Tout va très bien, dans le meilleur des mondes, mon général. L’économie est florissante, les entrepreneurs investissent, la scolarité est assurée à tous, les emplois sont garantis, la santé pour tous n’est pas qu’un simple slogan. De quoi donc les Libanais se plaignent-ils? Pourquoi alors affrontent-ils les aventures de l’émigration pour assurer leur survie et celle de leurs familles? Nous avons tous entendu le cri d’alarme des associations économiques.
Une évidence saute aux yeux, celle de la disparition de la classe moyenne, considérée, il y a quelques années encore, source de richesse et de stabilité pour le pays. Celle des salariés, des fonctionnaires et même des agriculteurs, qui menacent d’abandonner des terres qui ne leur offrent plus les moyens de survivre. Ils ne bénéficient d’aucune aide leur permettant de résister. Autant de catégories sociales, qui ont fui le chômage et les difficultés du quotidien, pour un climat plus clément, offrant aux pays d’accueil leur savoir-faire et leur énergie.
Les associations économiques, acculées à se séparer de leurs employés, ont lancé un cri d’alarme que n’ont entendu que ceux que le pays ignore. Tout cela pour satisfaire, quel qu’en soit le prix, l’ambition démesurée de certains qui se targuent de représenter le peuple sous la coupole où il les a amenés. Ceux qu’ils ignorent et qui parlent en leurs noms.
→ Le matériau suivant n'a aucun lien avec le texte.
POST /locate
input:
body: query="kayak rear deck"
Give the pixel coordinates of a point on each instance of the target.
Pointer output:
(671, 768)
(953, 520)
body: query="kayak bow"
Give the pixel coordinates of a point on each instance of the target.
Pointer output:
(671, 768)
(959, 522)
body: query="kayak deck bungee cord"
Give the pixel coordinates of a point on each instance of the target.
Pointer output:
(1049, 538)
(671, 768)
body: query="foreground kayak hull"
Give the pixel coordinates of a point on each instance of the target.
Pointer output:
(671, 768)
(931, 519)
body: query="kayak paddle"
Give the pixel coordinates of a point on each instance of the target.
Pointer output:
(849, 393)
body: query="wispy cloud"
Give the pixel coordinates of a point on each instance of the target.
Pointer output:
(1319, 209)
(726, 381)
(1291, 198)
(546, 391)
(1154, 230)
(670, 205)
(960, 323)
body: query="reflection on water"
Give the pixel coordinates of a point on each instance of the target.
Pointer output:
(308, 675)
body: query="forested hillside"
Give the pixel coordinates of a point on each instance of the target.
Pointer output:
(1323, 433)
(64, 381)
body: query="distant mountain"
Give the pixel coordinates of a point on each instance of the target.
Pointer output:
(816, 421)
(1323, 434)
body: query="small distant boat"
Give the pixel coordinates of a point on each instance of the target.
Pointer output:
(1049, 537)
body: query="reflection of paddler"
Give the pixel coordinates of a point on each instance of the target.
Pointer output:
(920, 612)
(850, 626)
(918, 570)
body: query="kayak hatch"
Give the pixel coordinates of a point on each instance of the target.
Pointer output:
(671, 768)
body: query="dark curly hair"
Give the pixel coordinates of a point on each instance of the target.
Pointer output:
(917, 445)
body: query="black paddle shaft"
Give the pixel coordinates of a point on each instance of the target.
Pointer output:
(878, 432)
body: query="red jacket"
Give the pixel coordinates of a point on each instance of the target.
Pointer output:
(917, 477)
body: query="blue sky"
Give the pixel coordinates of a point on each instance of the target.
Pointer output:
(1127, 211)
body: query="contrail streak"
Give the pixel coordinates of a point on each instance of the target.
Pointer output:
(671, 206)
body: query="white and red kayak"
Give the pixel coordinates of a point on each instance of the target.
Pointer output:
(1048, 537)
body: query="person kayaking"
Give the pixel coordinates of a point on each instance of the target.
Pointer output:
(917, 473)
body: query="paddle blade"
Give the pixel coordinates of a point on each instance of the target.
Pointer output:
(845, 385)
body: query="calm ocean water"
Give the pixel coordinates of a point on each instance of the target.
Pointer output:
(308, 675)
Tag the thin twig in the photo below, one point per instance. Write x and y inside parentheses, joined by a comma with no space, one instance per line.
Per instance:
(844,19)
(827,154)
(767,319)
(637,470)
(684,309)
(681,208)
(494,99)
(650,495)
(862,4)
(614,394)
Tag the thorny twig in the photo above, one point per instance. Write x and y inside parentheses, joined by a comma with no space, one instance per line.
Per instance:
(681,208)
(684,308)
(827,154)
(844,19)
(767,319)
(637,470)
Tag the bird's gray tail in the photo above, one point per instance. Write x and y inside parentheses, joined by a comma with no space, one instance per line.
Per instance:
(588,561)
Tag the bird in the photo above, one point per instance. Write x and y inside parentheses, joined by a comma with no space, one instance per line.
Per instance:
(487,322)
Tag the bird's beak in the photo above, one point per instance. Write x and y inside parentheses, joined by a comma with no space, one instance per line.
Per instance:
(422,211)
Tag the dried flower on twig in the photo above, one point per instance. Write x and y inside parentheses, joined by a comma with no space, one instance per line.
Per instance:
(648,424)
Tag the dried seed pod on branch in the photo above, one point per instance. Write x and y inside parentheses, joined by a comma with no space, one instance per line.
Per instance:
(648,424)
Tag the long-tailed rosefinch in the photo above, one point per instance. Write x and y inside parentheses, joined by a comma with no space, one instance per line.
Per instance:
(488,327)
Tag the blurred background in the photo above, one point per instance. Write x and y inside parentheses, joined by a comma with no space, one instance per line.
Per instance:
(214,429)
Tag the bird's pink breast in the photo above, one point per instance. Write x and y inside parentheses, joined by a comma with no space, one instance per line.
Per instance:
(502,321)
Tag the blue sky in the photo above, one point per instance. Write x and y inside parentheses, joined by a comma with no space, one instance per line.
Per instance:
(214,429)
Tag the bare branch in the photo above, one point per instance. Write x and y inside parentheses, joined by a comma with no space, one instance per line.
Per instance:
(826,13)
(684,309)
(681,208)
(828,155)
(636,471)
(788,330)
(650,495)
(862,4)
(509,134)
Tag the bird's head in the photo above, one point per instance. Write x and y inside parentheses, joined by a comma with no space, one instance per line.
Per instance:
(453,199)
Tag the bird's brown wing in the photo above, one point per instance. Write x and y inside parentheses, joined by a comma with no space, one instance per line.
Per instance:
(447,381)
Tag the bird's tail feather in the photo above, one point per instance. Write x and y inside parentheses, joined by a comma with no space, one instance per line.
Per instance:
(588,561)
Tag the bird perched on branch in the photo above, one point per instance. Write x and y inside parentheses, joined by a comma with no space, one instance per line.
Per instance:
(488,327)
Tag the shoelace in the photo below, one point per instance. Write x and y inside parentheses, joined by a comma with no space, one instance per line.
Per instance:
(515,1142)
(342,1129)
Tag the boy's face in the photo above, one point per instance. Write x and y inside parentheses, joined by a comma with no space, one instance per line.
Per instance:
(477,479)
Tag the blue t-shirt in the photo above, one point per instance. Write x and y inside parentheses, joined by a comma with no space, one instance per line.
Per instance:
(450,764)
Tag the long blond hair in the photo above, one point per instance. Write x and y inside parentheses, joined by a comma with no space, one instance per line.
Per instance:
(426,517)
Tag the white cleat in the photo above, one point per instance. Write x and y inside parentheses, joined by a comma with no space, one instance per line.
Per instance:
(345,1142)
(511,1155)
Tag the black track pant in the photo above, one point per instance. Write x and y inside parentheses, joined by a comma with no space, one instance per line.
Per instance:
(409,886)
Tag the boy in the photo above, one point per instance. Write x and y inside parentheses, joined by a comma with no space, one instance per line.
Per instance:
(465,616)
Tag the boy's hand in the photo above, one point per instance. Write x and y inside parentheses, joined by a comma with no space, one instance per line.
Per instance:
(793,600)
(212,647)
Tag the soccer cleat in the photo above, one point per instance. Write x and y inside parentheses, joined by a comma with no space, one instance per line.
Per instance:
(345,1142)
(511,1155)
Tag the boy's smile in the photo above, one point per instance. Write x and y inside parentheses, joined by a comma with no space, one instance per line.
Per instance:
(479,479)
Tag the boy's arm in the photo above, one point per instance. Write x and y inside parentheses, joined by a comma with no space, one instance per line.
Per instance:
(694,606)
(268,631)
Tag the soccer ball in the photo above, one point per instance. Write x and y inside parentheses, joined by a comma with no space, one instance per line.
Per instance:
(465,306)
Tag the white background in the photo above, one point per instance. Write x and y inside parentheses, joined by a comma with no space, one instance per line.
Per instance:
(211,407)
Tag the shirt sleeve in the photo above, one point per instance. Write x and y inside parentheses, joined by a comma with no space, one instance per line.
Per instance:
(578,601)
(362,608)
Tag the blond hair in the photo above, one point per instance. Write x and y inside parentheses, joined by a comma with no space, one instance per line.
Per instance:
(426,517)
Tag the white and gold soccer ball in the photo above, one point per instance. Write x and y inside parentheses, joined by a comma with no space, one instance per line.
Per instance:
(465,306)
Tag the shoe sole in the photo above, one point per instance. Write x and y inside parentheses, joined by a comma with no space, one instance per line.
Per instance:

Ceux qui ne parviennent pas à se réunir pour élire un président de la République. Les conseils distribués de l’intérieur sifflent dans le désert en attendant l’intervention de facteurs étrangers, d’ailleurs imprévisibles. Les citoyens sont fatigués, parfois même dégoûtés, et pour cause, de cette guerre qui ne dit pas son nom, mais qui ne cache pas ses causes. Des courants politiques et non des moindres mènent une bataille qu’ils savent sans issue et n’y renoncent pas pour autant. Sous le slogan «protéger les chrétiens» et sauvegarder leur existence dans le dernier bastion de cette région du Levant, des forces chrétiennes, qui s’approprient une popularité, certes incontestable mais isolée, se targuent du droit absolu au pouvoir dans un pays qui a toujours promu l’entente entre les communautés et, plus exactement, comme l’a toujours revendiqué le président Hussein Husseini, celui de la vie en commun.
Les alliés du CPL laissent transpirer une certaine lassitude de cette bataille qui n’obéit à aucune logique. Le Hezbollah ne va pas aussi loin que son allié dans ses exigences et, tout en soutenant ostensiblement la candidature du général Michel Aoun à la première magistrature de l’Etat, n’a pas intérêt à le suivre jusqu’au bout. Les déclarations tonitruantes de certains membres éminents des cadres du parti de Dieu ont desservi le général, qui se voudrait la personnalité du consensus et de l’entente. Mais, selon des analystes chevronnés, le Hezb se trouve une certaine légalité par sa participation au gouvernement, laissant ainsi dire, non sans hypocrisie, que le parti de Dieu a un double visage: politique fréquentable, celui de sa présence dans le gouvernement, et militaire, qualifié sans vergogne de terroriste. Il souhaite donc ne pas encourager la chute d’une couverture dont il bénéficie. Les parlementaires engagés auprès du général Aoun ne semblent guère enthousiastes à le soutenir jusqu’au bout dans ses aventures, c’est du moins, ce qu’avancent les analystes.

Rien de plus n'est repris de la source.